I met another writer the other evening.
He was a generally affable chap, if somewhat over-fond of the sound of his own voice. Fair enough though, I’m sure most of us are prone to waxing lyrical about our literary endeavours after a glass or two of falling-down juice.
For around half an hour, we had a pleasant (if rather one-sided) and wide-ranging conversation in which we most eruditely expounded upon the great literary topics of our enlightened age.
The obligatory and ubiquitous themes of: “Whither traditional publishing in the age of the ‘indie’ self-publisher?”, “Is a professional editor a necessity?” and “Don’t get me started on Fifty Shades of Mummy-Porn Tosh” were debated, discussed and deliberated.
Then it got weird.
No, that doesn’t quite do it justice.
Then it got WEIRD.
That’s better. Add your own wavery elongated vowels in the middle and it’ll be even closer to the mark.
I chanced to ask the chap’s opinion on eReaders versus lovely papery ink-smelling books with pictures on the front. As usual, I prefaced the question with the fact that, until someone creates an eReader that smells like a book, I’m sticking with books. Nothing against eReaders, you understand, just a personal preference.
In the space of a nano-second, the affable would-be author standing before me transmogrified into a wild-eyed, slavering beast, his unruly hair billowing manically like the unfurled sails of a galleon in a typhoon. He stared at me in horror, as if I had somehow metamorphosed, Gregor Samsa-like, into a 6-foot beetle with the sole intention of devouring his children.
“You cannot,” he bellowed, saliva whirling globbily across the room with the force of his insanity, “be a writer today unless you read on an eReader!!”

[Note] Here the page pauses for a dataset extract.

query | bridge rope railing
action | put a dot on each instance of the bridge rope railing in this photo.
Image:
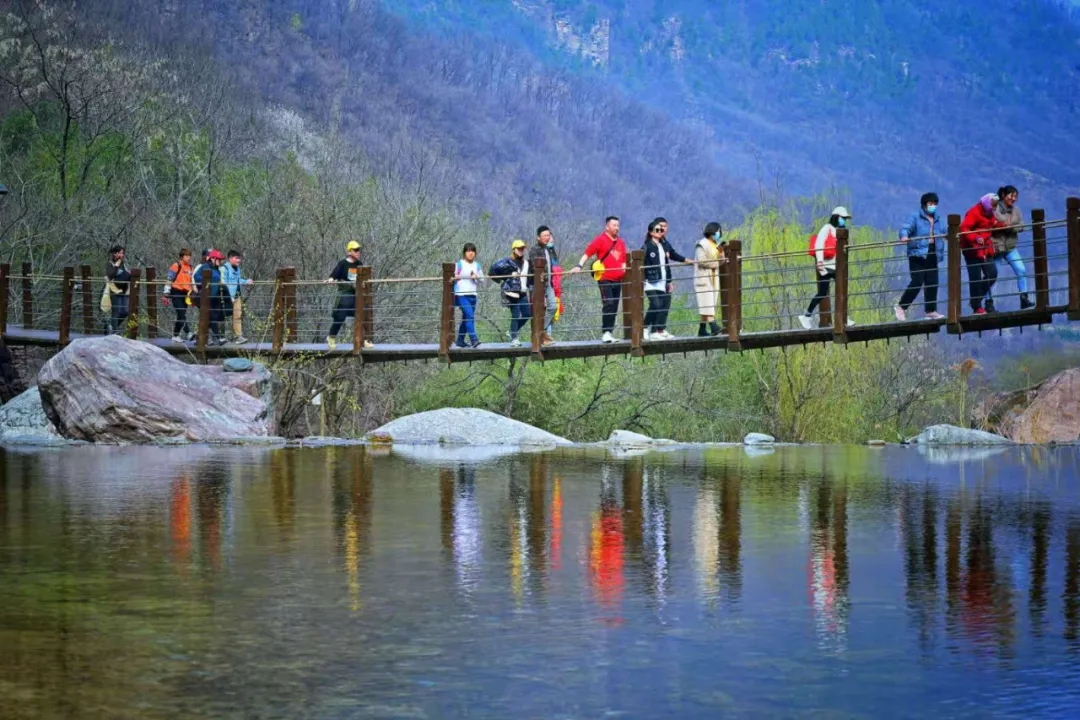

I understood the individual words, the syntax and the grammar, but combined in that particular order, they made as much sense as if he had claimed: “You cannot ride a zebra unless you have a goldfish bowl.”
Mopping myself down with a handkerchief, I attempted to clarify matters. Did he, perhaps mean that it is imperative that one releases an eBook version? That I would agree with. Could it be that he was alluding to the necessity of understanding how to technically format a novel for the medium? Again, total agreement on my part.
But no, dear readers, far from it. Once more he raved, equally forcefully and with added twitching.
“You cannot be a writer if you do not read on an eReader!!” His hands furled into fists of rage and a vein in his forehead began to throb in a most alarming manner.
At this point I remembered an entirely fictitious train I was about to miss, made my excuses and left, using the same trying-not-to-run motion employed by anyone walking down a dark alley in the early hours telling themselves that werewolves don’t actually exist.
Is it just me?
As far as I’m concerned, it’s the words that matter. The medium of delivery is secondary, surely? Write them on paper, project them on the wall, scratch them in sand or train starlings to arrange themselves in formation across an azure sky.
The words we use and the world, the emotions, the truths they conjure up in a reader’s imagination is the first, the only, the be-all-and-end-all to a writer’s purpose. To subjugate that to the vehicle used to impart the words is, I would contend, a heinous triumph of form over content.
I would love to know your views. Does he have a point? Am I simply a Luddite? Am I missing something?